Everyone knows that the asteroid that crashed into Earth 65.5 million years ago caused or at least accelerated the extinction of non-avian dinosaurs, but also caused mass extinctions in the oceans. Interestingly, however, the extinction rate was significantly lower for organisms that resided in inland lakes and rivers.
Part of the scientific community now believes it can explain this gap: According to a study published in 2013, the biological adaptations that certain organisms developed to survive in a freshwater environment also protected them from months of freezing darkness after the asteroid impact.

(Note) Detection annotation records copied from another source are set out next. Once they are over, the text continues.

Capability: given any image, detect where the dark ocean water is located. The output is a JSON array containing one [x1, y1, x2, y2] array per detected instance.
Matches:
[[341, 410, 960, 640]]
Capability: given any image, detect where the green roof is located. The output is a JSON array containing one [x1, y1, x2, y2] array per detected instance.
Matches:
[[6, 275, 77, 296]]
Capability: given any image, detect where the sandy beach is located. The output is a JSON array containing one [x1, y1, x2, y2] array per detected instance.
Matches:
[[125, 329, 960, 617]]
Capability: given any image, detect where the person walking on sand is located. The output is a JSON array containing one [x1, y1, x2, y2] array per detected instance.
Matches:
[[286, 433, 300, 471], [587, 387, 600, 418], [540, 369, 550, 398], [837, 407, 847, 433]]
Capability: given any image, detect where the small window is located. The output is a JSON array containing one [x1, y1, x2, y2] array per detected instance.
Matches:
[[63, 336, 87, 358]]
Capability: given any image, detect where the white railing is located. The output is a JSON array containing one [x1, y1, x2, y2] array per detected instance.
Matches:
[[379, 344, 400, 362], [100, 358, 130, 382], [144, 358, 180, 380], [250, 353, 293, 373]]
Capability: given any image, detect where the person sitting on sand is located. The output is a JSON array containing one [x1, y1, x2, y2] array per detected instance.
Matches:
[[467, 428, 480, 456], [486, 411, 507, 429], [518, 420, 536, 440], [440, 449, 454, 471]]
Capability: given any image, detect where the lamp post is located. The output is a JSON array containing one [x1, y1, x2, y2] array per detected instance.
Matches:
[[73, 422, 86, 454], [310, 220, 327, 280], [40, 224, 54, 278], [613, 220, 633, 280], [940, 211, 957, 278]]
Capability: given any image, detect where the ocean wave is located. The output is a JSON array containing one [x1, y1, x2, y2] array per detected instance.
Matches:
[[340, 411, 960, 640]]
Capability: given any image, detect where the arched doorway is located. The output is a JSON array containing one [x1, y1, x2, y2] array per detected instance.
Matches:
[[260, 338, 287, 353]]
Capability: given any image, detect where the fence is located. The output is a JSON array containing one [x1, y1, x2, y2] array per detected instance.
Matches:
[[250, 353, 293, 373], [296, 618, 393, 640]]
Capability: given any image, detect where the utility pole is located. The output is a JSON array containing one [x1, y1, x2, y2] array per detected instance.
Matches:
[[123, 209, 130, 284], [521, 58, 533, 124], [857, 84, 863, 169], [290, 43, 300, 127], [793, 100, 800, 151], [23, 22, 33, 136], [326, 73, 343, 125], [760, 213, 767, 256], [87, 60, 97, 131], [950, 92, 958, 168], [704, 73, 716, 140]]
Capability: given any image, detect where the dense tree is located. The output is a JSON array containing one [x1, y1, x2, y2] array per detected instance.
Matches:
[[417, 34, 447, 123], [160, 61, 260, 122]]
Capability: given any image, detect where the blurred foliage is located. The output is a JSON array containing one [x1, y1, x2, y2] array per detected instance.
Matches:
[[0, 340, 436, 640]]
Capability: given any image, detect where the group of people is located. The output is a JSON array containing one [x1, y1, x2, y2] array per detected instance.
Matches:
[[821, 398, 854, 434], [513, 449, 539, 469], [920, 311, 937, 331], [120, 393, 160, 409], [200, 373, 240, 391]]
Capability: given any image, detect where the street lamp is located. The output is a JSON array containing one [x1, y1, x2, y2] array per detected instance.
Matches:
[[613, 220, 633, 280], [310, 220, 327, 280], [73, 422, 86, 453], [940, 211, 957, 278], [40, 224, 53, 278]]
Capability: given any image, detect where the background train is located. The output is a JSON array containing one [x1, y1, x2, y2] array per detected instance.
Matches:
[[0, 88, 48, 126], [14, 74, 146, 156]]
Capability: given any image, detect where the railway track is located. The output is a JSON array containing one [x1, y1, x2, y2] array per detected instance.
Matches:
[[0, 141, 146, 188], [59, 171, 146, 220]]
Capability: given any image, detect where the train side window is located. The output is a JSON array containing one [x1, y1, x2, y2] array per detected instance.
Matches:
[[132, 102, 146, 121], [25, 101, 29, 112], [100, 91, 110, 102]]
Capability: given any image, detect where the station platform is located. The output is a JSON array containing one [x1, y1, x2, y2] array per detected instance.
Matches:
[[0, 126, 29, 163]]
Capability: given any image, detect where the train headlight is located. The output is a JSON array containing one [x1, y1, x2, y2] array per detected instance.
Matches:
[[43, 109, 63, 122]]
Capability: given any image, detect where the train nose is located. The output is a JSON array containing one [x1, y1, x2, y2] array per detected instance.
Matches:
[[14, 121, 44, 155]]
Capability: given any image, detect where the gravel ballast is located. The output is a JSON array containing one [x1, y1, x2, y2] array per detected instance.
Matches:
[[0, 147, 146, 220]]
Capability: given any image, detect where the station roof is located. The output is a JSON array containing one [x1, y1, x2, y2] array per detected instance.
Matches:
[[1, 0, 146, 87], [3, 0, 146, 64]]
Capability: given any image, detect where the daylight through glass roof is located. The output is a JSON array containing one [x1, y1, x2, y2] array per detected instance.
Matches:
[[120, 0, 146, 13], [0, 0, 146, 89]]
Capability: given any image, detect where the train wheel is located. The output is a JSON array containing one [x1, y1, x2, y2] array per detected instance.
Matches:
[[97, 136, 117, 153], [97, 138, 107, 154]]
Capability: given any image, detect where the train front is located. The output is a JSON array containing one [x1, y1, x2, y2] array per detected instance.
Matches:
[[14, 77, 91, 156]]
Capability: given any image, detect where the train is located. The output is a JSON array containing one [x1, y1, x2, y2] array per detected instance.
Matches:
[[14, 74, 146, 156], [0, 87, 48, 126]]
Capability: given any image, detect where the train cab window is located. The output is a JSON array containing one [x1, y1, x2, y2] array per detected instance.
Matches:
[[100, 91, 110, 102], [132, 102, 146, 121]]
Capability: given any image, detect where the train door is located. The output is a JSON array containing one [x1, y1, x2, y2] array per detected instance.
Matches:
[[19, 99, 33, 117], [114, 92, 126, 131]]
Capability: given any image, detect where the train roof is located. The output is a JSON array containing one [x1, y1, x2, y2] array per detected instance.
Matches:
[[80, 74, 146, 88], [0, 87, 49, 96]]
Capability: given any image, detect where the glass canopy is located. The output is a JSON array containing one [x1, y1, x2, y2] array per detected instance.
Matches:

“Freshwater organisms are resilient to physical and chemical fluctuations far beyond what marine organisms can withstand,” says William Lewis, co-author of the study and freshwater specialist at the University of Colorado.
Therefore, in freshwater environments, many organisms are adapted to freeze-thaw cycles and periods of oxygen deprivation. Most enter a dormant state, hibernating or burying their eggs in mud, behavior that could have allowed them to avoid the worst consequences of the impact.
“Quietness also exists in the marine environment,” explains Lewis, “but it is an unusual behavior because it is not necessary for most organisms.” »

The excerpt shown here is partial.